Editor’s Note: It’s been two weeks since columnist AP Kryza disappeared, leaving behind only a garbled voicemail and a cryptic note delivered by a small fluffy dog in formal wear. We recently spotted a smoke message in the sky, though—a skywriter seemed to be struggling to spell “batshit” while drawing illustrations of Miss Piggy, Bilbo Baggins and Ryan Gosling eating meatball subs together. So for another week, Deborah Kennedy steps up to tell us what’s playing in local repertory theaters. 

Also Showing: 

  • You might think the “drunken fist” fighting technique involves too many Jäger bombs and a bouncer. But if you’ve seen Drunken Master, you know it’s as far from a clumsy bar fight as you can get. According to this 1978 kung fu comedy starring Jackie Chan, it’s an intricate, eight-step martial art form that arms you with all the unique kicks and punches required to save your father from a notorious killer, known to all as “Thunderleg.” Laurelhurst Theater.
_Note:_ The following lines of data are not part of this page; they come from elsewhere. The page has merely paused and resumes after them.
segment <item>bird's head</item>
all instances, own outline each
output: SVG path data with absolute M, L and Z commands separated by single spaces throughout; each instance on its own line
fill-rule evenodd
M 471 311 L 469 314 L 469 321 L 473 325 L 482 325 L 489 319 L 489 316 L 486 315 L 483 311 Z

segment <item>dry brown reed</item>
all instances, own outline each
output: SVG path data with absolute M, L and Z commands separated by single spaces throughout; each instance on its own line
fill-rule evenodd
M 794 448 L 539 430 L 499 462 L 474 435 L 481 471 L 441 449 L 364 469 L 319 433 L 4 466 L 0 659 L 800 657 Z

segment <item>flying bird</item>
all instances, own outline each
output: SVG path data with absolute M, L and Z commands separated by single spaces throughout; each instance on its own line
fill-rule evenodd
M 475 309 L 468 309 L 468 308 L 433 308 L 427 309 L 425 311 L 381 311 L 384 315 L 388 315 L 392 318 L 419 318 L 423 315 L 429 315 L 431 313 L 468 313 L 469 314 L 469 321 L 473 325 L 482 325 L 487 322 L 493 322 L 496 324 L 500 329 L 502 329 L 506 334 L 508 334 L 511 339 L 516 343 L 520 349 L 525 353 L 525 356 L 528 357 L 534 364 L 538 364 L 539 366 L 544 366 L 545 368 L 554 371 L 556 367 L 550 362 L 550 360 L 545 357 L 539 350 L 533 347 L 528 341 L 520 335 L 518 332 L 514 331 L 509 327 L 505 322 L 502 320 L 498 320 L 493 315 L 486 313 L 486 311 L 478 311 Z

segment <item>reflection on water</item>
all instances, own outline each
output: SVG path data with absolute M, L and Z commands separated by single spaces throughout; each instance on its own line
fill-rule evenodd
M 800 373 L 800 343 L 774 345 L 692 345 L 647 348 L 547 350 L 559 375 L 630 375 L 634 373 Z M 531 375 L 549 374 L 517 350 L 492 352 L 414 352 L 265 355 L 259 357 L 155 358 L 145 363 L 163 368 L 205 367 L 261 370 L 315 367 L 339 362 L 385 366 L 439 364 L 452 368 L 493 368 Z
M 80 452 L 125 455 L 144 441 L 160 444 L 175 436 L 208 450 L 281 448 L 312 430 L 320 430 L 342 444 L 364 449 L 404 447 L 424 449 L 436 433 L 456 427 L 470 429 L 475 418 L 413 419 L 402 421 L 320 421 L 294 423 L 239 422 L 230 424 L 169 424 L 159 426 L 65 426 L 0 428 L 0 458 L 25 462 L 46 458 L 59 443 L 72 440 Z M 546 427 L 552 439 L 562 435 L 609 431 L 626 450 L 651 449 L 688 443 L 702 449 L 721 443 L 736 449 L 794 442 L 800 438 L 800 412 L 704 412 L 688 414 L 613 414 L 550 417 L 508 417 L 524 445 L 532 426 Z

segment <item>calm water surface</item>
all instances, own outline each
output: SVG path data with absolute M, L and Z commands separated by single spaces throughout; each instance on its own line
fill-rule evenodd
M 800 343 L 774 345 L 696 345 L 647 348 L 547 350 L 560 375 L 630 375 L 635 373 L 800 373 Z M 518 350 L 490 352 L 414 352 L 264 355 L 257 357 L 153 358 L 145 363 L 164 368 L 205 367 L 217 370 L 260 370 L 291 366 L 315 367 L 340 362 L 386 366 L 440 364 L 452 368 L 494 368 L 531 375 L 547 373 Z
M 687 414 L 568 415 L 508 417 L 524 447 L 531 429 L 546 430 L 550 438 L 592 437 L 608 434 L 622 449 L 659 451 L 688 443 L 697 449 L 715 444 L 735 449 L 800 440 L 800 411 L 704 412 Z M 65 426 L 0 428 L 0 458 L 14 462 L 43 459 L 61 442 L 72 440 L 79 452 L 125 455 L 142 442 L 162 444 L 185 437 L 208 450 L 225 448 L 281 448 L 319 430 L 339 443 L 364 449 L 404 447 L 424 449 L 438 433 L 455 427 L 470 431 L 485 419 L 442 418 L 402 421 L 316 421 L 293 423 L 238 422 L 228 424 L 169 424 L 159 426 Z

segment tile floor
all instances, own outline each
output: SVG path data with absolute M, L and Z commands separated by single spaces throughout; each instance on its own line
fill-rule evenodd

April 4-10.
  • Orson Welles and Rita Hayworth are on a boat in The Lady From Shanghai, which tells the story of Michael O’Hara, an Irish seaman who, against his better judgment, falls in love with his boss’s wife and becomes entangled in a murder plot. Co-starring the San Francisco Aquarium and one very surreal hall of mirrors. NW Film Center’s Whitsell Auditorium. 7 and 9 pm Friday-Saturday, April 4-5.
  • When it first debuted in 1974, Le Cousin Jules thrilled audiences and critics alike with its quiet and obsessively detailed depiction of the daily lives of an elderly couple living in isolation in the French countryside. For many years, film buffs worried Dominique Benicheti’s masterpiece would be lost to time and decay, but now, fully restored, it comes to town as part of the PSU French Film Festival. 5th Avenue Cinema. 7 pm Friday, April 4.
  • Set in 1920s Algeria and based on the comic-book series of the same name, Le Chat du Rabbin (The Rabbi’s Cat) follows the adventures of a fussy feline that, having swallowed a parrot, can speak and demands to be converted to Judaism. Part of the PSU French Film Fest. 5th Avenue Cinema. 7 pm Saturday, April 5.
  • Nearly 30 years later, Terry Gilliam’s dystopian nightmare Brazil remains as hilarious and terrifying as it was the first day it was unleashed on the world. Hollywood Theatre. 7 pm Saturday, April 5.
  • Who wants to travel first class, mai tai in hand, when you can get a Hard Ticket to Hawaii? Andy Sidaris’ 1987 B-movie masterpiece basks in the glory that is babes in crop tops, diamond-hungry drug lords and escaped toxic snakes. Tonight’s screening will feature live comedic commentary a la Mystery Science Theater 3000. Hollywood Theatre. 9:45 pm Saturday, April 5.
  • If you like your Bible stories animated, illuminated, set in the eighth century and full of forest spirits, then Le Secret de Kells is the film for you. The final offering of the PSU French Film Fest, it was nominated for an Academy Award for Best Animated Feature in 2009. 5th Avenue Cinema. 5 pm Sunday, April 6.
  • Directed by Luchino Visconti, Rocco and His Brothers is a classic of 1960s Italian cinema. The film follows the lives of a mother and her five sons who leave Sicily for a more peaceful life in the north, only to run into trouble in the form of a beautiful prostitute. NW Film Center’s Whitsell Auditorium. 6:30 pm Sunday, April 6.
  • A wise man once said, “Don’t do drugs.” He probably should have added, “And never join a blood-swilling masked gang because this choice will probably come back to haunt you.” Kao Yao (also known as Lizard Venom) learns this the hard way when he tries to knee-cap his former gang in the 1982 kung fu kitschfest Masked Avengers. Hollywood Theatre, 7:30 pm. Tuesday, April 8.